When you refactor code you do not deliver value to customers and since you have spent time and resources to do that your overall productivity from a business point of view has in fact dropped.
You do though, by reducing the future cost of delivering features. That has tremendous value. Find a company that sees good engineering as a long term investment rather than a short term way of extracting money from customers and you'll enjoy software development a lot more.
It absolutely is customer facing value. If shipping this feature 2 weeks later means you can ship the next 10 features in 6 months, and the alternative is shipping this feature today but with so much tech debt that you ship the next 10 features in 12 months, then that is value the customer will see.
Similarly, if your code is so shitty that you're adding bugs to the backlog faster than you're able to fix them, that's a negative for the customer. If instead you spend 2 weeks refactoring so that your bugs+ rate is lower than your bugs- rate, that's customer value right there!
I cannot understand how you don't seem to understand this basic premise of a b2c relationship.

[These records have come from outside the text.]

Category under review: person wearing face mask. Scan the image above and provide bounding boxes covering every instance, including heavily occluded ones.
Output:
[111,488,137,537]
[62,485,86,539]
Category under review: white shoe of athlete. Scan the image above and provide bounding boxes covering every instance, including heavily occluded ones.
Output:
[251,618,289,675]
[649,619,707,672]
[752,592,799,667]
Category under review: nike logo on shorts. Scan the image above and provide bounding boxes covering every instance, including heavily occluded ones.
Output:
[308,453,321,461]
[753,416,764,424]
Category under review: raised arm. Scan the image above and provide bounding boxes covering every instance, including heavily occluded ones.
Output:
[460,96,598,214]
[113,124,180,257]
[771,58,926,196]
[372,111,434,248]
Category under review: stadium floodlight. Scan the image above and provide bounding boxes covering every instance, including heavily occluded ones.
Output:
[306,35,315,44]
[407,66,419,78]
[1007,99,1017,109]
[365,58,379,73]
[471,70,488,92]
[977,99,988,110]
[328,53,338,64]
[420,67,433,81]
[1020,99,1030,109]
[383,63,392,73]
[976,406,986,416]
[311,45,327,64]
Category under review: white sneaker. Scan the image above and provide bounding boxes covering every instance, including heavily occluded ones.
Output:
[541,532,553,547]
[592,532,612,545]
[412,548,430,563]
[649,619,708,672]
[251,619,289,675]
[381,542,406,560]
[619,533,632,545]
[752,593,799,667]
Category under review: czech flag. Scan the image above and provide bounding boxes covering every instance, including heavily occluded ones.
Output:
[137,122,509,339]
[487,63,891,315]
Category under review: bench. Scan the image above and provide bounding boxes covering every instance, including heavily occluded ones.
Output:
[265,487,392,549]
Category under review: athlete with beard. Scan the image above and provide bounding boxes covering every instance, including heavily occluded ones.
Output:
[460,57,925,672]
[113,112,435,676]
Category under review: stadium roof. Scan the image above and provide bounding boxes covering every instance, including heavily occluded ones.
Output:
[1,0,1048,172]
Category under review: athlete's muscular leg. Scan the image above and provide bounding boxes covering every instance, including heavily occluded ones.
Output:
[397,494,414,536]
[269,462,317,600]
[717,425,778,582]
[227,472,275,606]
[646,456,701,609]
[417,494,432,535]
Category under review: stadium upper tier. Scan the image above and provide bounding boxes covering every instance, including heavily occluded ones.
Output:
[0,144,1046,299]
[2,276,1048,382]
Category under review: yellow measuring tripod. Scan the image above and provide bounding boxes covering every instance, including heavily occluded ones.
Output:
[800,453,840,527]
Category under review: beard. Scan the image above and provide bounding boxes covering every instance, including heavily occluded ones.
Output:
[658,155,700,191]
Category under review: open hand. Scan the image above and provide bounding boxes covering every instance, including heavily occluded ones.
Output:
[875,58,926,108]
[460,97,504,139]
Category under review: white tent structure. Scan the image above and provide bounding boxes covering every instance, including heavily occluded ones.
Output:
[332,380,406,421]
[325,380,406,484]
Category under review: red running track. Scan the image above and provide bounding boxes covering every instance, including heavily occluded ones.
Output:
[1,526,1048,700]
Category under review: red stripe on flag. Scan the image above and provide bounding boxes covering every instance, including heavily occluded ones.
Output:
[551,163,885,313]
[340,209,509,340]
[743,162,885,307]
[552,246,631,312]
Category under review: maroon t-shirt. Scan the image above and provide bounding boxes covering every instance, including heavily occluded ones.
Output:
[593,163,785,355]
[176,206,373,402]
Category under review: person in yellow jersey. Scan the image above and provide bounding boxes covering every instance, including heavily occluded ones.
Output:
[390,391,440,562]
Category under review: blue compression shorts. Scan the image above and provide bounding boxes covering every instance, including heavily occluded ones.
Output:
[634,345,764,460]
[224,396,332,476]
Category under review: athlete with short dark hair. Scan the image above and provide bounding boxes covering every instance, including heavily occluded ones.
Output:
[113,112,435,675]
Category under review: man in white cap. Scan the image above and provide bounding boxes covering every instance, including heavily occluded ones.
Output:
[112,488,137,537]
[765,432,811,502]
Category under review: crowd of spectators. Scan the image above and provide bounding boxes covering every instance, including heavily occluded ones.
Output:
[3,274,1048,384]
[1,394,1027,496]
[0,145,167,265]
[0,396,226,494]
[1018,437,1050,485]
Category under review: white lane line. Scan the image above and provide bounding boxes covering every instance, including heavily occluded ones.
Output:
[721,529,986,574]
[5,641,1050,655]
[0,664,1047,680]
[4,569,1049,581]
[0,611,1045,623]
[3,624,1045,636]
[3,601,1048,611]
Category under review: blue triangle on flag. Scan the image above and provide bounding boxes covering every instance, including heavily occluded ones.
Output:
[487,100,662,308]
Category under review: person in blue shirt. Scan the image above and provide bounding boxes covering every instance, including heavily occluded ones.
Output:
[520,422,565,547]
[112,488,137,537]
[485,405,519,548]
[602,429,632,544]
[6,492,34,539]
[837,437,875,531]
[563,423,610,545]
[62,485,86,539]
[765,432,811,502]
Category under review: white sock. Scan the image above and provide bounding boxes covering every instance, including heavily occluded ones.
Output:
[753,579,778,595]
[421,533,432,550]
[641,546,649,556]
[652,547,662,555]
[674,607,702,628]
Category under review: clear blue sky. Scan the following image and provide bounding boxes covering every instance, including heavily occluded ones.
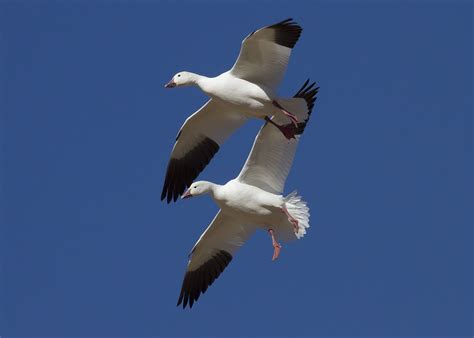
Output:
[1,1,472,336]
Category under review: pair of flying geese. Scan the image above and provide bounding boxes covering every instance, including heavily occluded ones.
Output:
[162,19,319,308]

Users don't just care about the features they have today, and if your competitor gets to market slower than you but has twice the features a year or two later (due to less tech debt), you're gonna be left in the dust.
reputation and trust are hard to measure, and the effect is delayed. unless you have the killer app or feature, with the internet now, word will get out. many a company has tanked their reputation.
iteration speed also makes you vulnerable to be leapfrogged. Azure vs AWS seems to me to be this. a lot of Azure stuff is great now, some of that is hindsight, but real innovation at AWS is also rare. their developer tools, aka code*, are completely underwhelming. as is cloudwatch. ec2, s3, dynamo, and general lock-in are just enough to keep a lot of people.... for now.
Refactoring is an internal activity. It's part of the cost of development.
Yes I will, because the cost of development will be lower. That makes my customers happy so they give me more work. I'll also have fewer defects which improves my reputation which means I can charge more.
No, your customers don't care two hoots about that.
I mostly write software for SaaS companies. Their customers (the end users of the software) don't care about it much besides seeing fewer problems and getting to use better software, but my customers (the people who own the software) really do.